Working around WebGL readPixels being slow
Asked Answered
B

3

11

I'm trying to use WebGL to speed up computations in a simulation of a small quantum circuit, like what the Quantum Computing Playground does. The problem I'm running into is that readPixels takes ~10ms, but I want to call it several times per frame while animating in order to get information out of gpu-land and into javascript-land.

As an example, here's my exact use case. The following circuit animation was created by computing things about the state between each column of gates, in order to show the inline-with-the-wire probability-of-being-on graphing:

Circuit animation

The way I'm computing those things now, I'd need to call readPixels eight times for the above circuit (once after each column of gates). This is waaaaay too slow at the moment, easily taking 50ms when I profile it (bleh).

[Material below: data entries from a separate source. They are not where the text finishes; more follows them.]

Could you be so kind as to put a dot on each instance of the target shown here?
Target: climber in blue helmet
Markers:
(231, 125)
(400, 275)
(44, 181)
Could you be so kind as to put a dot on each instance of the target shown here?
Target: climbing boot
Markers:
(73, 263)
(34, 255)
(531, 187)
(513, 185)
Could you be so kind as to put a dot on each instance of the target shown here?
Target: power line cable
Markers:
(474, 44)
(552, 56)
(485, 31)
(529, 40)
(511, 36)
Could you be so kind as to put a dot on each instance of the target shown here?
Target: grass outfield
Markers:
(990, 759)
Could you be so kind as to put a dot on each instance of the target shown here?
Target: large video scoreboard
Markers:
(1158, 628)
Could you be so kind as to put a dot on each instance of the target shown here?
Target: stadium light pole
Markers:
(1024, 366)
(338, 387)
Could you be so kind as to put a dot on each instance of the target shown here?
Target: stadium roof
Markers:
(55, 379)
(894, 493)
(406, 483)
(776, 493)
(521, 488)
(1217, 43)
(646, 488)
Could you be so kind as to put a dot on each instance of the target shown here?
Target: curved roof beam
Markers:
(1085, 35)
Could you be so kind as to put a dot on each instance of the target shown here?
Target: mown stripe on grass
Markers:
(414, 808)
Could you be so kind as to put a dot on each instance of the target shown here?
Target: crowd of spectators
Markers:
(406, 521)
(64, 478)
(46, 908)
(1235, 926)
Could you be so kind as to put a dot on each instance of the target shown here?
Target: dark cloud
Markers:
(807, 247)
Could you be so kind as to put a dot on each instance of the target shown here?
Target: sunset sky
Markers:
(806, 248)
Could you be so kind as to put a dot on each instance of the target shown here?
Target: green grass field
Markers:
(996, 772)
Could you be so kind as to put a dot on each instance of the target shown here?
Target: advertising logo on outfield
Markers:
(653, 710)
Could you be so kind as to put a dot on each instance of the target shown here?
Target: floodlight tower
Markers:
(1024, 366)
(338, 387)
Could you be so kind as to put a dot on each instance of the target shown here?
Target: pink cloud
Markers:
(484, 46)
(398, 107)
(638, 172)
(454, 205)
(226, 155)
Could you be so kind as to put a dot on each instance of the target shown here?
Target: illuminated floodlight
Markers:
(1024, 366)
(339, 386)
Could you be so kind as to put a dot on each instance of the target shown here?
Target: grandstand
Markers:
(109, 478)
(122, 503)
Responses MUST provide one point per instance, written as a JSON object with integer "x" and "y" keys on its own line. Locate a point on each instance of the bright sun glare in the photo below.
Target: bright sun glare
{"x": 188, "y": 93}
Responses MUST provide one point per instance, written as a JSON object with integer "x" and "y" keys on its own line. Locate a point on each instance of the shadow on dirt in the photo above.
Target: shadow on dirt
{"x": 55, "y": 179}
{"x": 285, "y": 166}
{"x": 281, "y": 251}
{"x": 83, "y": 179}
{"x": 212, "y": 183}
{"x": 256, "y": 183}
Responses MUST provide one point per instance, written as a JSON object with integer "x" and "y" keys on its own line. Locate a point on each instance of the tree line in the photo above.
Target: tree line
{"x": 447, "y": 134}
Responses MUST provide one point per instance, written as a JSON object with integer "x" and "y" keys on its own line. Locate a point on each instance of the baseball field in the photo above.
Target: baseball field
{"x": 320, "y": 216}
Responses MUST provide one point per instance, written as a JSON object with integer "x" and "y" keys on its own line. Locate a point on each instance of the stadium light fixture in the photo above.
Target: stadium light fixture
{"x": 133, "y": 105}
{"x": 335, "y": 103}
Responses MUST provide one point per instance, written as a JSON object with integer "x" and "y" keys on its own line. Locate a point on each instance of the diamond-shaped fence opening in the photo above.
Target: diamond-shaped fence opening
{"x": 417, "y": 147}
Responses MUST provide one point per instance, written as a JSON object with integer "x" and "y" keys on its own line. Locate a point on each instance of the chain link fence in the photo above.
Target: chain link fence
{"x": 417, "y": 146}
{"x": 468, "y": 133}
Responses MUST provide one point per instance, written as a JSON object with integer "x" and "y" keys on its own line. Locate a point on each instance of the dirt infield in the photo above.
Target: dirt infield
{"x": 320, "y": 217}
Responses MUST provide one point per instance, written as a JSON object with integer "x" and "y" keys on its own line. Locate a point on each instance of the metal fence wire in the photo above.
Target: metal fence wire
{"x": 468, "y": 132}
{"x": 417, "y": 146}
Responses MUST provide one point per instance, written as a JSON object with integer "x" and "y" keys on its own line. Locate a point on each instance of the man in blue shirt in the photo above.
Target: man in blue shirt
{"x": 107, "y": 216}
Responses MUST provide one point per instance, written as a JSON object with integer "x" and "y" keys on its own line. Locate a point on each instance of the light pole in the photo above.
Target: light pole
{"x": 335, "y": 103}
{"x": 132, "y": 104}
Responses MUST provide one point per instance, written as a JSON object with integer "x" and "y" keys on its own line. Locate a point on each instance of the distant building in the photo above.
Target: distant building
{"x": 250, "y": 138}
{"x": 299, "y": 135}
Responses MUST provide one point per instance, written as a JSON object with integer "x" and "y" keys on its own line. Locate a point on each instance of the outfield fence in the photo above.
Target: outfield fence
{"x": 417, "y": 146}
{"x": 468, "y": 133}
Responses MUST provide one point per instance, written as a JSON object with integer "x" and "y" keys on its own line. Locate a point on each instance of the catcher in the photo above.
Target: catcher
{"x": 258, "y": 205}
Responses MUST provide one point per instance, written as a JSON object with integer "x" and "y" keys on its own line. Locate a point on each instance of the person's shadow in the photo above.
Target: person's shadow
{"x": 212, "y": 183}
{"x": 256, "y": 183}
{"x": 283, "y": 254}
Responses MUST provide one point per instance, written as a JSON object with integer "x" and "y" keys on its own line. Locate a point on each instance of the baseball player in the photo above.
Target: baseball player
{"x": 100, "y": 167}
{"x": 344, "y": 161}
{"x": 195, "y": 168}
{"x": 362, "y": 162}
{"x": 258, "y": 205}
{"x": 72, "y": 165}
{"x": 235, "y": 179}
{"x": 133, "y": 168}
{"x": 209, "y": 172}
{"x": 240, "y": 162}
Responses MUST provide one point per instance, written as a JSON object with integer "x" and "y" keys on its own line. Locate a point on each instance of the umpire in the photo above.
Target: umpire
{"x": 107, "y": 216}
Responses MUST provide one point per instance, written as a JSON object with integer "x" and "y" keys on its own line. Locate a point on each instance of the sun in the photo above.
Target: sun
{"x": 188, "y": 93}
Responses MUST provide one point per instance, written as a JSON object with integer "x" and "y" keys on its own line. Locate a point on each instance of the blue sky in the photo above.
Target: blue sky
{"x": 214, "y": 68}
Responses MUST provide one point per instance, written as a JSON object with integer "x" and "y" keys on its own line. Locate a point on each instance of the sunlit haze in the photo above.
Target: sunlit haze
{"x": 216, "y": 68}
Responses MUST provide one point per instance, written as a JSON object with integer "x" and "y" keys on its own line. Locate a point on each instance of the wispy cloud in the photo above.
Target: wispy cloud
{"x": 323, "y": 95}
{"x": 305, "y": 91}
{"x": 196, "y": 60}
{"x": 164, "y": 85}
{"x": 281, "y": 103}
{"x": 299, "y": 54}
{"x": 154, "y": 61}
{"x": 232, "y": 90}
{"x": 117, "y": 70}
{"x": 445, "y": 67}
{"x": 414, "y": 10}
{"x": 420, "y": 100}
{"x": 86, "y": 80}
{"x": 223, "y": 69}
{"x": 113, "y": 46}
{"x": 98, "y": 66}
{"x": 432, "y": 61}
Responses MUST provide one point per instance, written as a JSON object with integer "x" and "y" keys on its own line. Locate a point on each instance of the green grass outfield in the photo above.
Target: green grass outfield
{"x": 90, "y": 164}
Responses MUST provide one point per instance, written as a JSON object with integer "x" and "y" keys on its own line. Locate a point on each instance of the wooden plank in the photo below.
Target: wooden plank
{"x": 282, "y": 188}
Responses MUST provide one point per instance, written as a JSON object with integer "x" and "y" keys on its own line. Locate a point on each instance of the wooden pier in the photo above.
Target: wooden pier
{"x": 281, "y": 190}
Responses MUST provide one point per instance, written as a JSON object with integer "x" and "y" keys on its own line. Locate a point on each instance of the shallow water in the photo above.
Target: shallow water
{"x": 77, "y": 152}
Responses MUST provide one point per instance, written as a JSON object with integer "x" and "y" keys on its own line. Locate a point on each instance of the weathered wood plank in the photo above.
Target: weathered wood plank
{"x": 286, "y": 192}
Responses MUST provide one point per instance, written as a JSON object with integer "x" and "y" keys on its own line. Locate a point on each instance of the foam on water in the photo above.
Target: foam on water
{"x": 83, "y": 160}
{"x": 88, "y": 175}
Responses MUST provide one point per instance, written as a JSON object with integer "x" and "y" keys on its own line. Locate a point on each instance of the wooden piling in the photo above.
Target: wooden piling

What are some tricks for speeding up readPixels in this kind of use case?

  • Are there configuration options that significantly affect the speed of readPixels? (e.g. the pixel format, the size, not having a depth buffer)
  • Should I try to make the readPixel calls all happen at once, after all the render calls have been made (maybe allows some pipelining)?
  • Should I try to aggregate all the textures I'm reading into a single megatexture and sort things out after a single big read?
  • Should I be using a different method to get the information back out of the textures?
  • Should I be avoiding getting the information out at all, and doing all the layout and rendering gpu-side (urgh...)?
Bebel answered 2/2, 2015 at 17:7 Comment(3)
readPixels performance on jsperf. How many bytes are read back in total per call? How many values do you need in JS land to visualize stuff?Gamp
@StefanHanke Your link indicates the call should be going orders of magnitudes faster than I'm measuring. As a webgl newbie, I may be accidentally slowing it down due to poor configuration. The textures for an N-wire circuit are 2^(n/2)x2^(n/2). For 4 wires it's a negligible 4x4 and should be running at 100KHz instead of 100Hz apparently.Bebel
You may try texImage2D or texSubImage2D. Both has 2 different signatures, one looks same as readPixel. I think it worth to test if it is faster.Glossy
B
9

Should I try to make the readPixel calls all happen at once, after all the render calls have been made (maybe allows some pipelining)?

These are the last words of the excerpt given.